Сразу за калиткой – неразорвавшаяся бомба. Земля на стежке вспухла, и будто пророс в этом месте отвратительный черный цветок – стабилизатор бомбы. Толю и хлопцев невольно повело в сторону.

– Низко летают, – отметил Разванюша. Он сбивает пыль с галифе, ладонями вытирает хромовые голенища. Коренной спешит, и Толя знает куда. Обгоревшего клена нет, а на том месте, где горбилась землянка, – ярко-желтая воронка. Такой пугающе яркой бывает только человеческая кровь. Печка точно присела от испуга – снесло остаток трубы. И вдруг:

– Сюда идите! Хлопчики!

Среди поля – хозяйка, рядом с ней – бледное личико Маши.

– Вон какую выдрал, – сказала женщина, глядя на то место, где была землянка, – теперь хорошую можно сделать. Яму рыть не надо.

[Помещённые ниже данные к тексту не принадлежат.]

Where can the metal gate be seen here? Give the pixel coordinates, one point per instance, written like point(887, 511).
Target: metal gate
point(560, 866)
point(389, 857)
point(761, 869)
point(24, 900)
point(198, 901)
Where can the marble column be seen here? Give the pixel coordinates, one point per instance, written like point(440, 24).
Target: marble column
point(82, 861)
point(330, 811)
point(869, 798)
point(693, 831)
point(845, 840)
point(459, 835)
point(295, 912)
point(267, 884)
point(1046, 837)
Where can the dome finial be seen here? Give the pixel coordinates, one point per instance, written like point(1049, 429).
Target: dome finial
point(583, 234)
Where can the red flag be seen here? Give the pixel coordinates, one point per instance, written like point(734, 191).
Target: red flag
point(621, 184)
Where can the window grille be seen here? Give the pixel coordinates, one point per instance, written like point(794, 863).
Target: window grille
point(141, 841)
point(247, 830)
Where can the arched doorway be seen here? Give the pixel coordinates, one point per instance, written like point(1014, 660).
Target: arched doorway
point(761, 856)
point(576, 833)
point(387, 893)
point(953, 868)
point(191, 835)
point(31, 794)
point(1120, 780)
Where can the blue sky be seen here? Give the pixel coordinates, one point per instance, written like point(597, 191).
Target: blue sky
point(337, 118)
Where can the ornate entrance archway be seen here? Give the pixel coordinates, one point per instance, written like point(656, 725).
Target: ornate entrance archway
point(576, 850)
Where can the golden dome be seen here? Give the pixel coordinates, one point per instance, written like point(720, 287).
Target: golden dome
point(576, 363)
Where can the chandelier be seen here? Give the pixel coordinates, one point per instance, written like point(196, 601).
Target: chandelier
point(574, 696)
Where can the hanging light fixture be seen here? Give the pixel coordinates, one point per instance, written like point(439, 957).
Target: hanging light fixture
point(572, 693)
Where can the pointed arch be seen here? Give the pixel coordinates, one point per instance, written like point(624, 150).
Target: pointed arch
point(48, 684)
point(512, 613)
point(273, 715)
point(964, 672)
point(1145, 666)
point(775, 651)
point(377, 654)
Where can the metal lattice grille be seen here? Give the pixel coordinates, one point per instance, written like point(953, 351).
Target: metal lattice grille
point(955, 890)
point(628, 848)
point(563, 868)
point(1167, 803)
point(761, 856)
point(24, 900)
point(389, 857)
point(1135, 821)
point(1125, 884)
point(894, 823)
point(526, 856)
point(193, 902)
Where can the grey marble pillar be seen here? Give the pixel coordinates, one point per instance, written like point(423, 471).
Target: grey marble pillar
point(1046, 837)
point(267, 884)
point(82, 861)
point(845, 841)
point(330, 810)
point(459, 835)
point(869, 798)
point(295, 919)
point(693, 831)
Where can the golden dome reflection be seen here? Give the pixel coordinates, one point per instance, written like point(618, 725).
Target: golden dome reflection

Да она снова усмехается! А рот кривится, а глаза немигающие.

Взвод быстро собирался в конце улицы. Все толпятся вокруг Коломийца. Он лежит на траве, сапог с ноги снят, штанина разорвана. Красное, внезапное, как удар, – кровь! На лице старика испуг и напряженная, почему-то виноватая улыбка. Белоголовый Шаповалов сидит над ним на корточках.

– Вот уж когда отоспишься. За всю войну отоспишься.

Коломийца увезли в лагерь. А взвод снова идет. Деревня Вьюны открылась глазам как что-то тоскливо знакомое, близкое. Толя жил здесь две недели, пока его не забрали в партизанский лагерь. Так пустынно бывает лишь на кладбище. Тополя вдоль улицы, несколько старых сараев, землянки – все это лишь напоминает о жителях, которых весной сорок второго сожгли каратели.

– Нет, подожди, – говорит Головченя, – вот они детишек жгут, баб. На что ж они рассчитывают? Придем же, рано или поздно придем в ихнюю Германию.

– А ни на что, – отзывается Сергей Коренной. – Гитлер хочет чтобы немцы этого и боялись – ответа за такое, чтобы до конца с ним шли.

– Не знаю, кто там как, а я свое спрошу, – говорит Носков. Глаза у этого щуплого парня жесткие. Этот спросит.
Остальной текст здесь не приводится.